Somewhere in Boston, the sky is falling
and two waitresses share a cigarette outside Bickford’s as they watch
the celestial epitaph crashing down on them and that’s where I want to be.
My ribs have been hurting for months now—
in particular that false ninth rib on my left, grasping from afar
for some stability, costal cartilage. And my back—
somewhere in the middle there’s a misrepresentation of clarity
it’s nauseating – I thought this seasickness was normal but
my guru wants to realign my spheres.
There are rats in the pantry, they run across my feet
into the kitchen and now even the dog is scared to go downstairs.
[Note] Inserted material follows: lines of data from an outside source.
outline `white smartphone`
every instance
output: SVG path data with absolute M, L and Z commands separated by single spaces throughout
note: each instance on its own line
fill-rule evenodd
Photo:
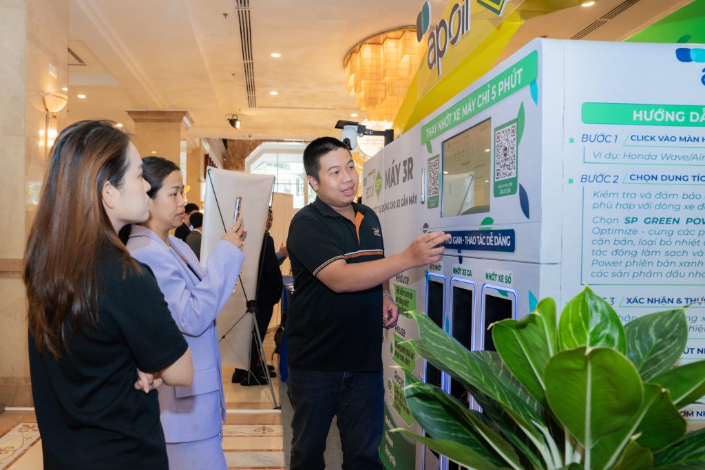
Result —
M 243 197 L 238 196 L 235 199 L 235 216 L 233 217 L 233 225 L 240 219 L 240 212 L 243 206 Z

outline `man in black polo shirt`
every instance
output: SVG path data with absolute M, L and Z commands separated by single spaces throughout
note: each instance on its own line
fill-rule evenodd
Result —
M 288 333 L 294 409 L 289 468 L 324 468 L 326 438 L 336 416 L 343 468 L 381 469 L 380 326 L 391 328 L 399 316 L 388 280 L 437 261 L 443 248 L 436 247 L 450 235 L 427 233 L 385 258 L 379 219 L 352 202 L 358 175 L 345 144 L 320 137 L 306 147 L 303 159 L 318 197 L 292 219 L 286 244 L 295 289 Z

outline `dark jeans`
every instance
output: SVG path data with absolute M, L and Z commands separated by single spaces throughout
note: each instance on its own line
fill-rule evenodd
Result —
M 289 369 L 294 409 L 290 470 L 326 466 L 323 452 L 333 416 L 343 446 L 344 470 L 382 469 L 384 386 L 382 372 L 328 372 Z

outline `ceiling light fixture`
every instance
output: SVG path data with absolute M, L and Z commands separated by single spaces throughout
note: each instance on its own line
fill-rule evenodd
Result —
M 44 159 L 49 156 L 49 148 L 54 145 L 54 139 L 59 135 L 58 124 L 55 113 L 63 109 L 68 101 L 68 97 L 61 93 L 52 92 L 40 92 L 33 93 L 30 96 L 30 101 L 39 111 L 46 113 L 44 116 L 44 128 L 39 130 L 39 135 L 43 137 L 44 148 Z M 51 137 L 51 138 L 50 138 Z M 42 143 L 39 143 L 42 146 Z
M 416 40 L 416 29 L 402 27 L 376 35 L 345 55 L 348 91 L 370 120 L 394 120 L 425 52 Z
M 238 118 L 237 114 L 233 114 L 230 118 L 228 118 L 228 122 L 230 123 L 230 125 L 233 129 L 240 129 L 240 125 L 241 123 L 240 119 Z

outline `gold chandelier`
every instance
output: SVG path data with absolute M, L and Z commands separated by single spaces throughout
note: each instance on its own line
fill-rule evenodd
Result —
M 367 119 L 394 120 L 424 50 L 409 26 L 368 37 L 348 52 L 343 61 L 348 90 Z

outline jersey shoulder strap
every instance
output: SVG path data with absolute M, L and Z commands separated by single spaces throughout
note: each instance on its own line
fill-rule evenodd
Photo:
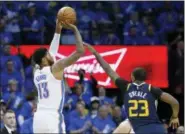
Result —
M 129 83 L 129 84 L 127 85 L 127 89 L 126 89 L 126 91 L 128 91 L 128 90 L 129 90 L 130 85 L 131 85 L 131 83 Z

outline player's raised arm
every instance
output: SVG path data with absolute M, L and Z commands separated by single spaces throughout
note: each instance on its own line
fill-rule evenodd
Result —
M 55 28 L 55 34 L 53 37 L 53 40 L 51 41 L 50 47 L 49 47 L 49 53 L 55 58 L 57 52 L 58 52 L 58 48 L 60 45 L 60 33 L 62 30 L 62 25 L 61 23 L 58 21 L 58 19 L 56 20 L 56 28 Z
M 127 81 L 120 78 L 120 76 L 110 67 L 110 65 L 101 57 L 101 55 L 89 44 L 84 42 L 84 45 L 89 49 L 89 51 L 94 54 L 97 61 L 100 63 L 104 71 L 109 75 L 112 81 L 116 84 L 120 89 L 125 89 L 127 85 Z
M 155 95 L 156 98 L 159 98 L 171 106 L 173 113 L 170 126 L 172 126 L 173 129 L 176 129 L 179 126 L 179 102 L 172 95 L 166 92 L 162 92 L 162 90 L 159 88 L 151 88 L 151 92 Z
M 75 63 L 84 54 L 85 51 L 83 47 L 82 37 L 80 35 L 78 28 L 75 25 L 69 23 L 63 23 L 62 25 L 64 28 L 70 29 L 74 32 L 76 38 L 76 51 L 74 51 L 70 56 L 66 57 L 65 59 L 58 60 L 52 66 L 53 73 L 58 73 L 62 71 L 64 68 Z

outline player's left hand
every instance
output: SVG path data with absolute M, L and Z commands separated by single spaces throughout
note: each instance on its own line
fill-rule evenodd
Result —
M 58 30 L 62 30 L 62 24 L 61 24 L 61 22 L 59 22 L 58 19 L 56 20 L 56 28 L 57 28 Z
M 70 24 L 66 21 L 64 21 L 64 22 L 62 21 L 61 23 L 62 23 L 62 26 L 66 29 L 70 29 L 70 30 L 73 30 L 73 31 L 77 29 L 77 27 L 75 25 Z
M 179 126 L 179 118 L 171 118 L 169 126 L 173 129 L 177 129 Z

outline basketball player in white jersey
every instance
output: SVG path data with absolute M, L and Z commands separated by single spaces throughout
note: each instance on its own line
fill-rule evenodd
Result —
M 74 32 L 76 51 L 65 59 L 55 61 L 62 27 Z M 84 53 L 82 38 L 77 27 L 57 21 L 56 32 L 49 51 L 39 48 L 33 54 L 33 62 L 39 66 L 34 70 L 34 84 L 38 91 L 38 106 L 33 118 L 34 133 L 65 133 L 62 109 L 65 98 L 63 71 L 75 63 Z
We hover in my attic office like spooks.
It could be a sign to move. All the aches, the uneasiness—
everyone moves to New York to be a poet but when I lived there
all I became was a lonelier Herman Melville, dreaming of home.
For such a small island, I was always incalculably far from sea,
the tide banging uselessly against walls of sound or sleep or static.
Frank O’Hara, save me now – ache out this rib, depressure my spine
into a glorious poem about fags in the morning,
the grunts of the train beneath our feet – it runs from me like a phantom limb.
Who said anything about the heart – home is where you
know what kind of language your body speaks when walking alone at night,
where pains are pigeon-holed merrily into something medical,
where a doctor can tell me I’m broken and I’ll believe her.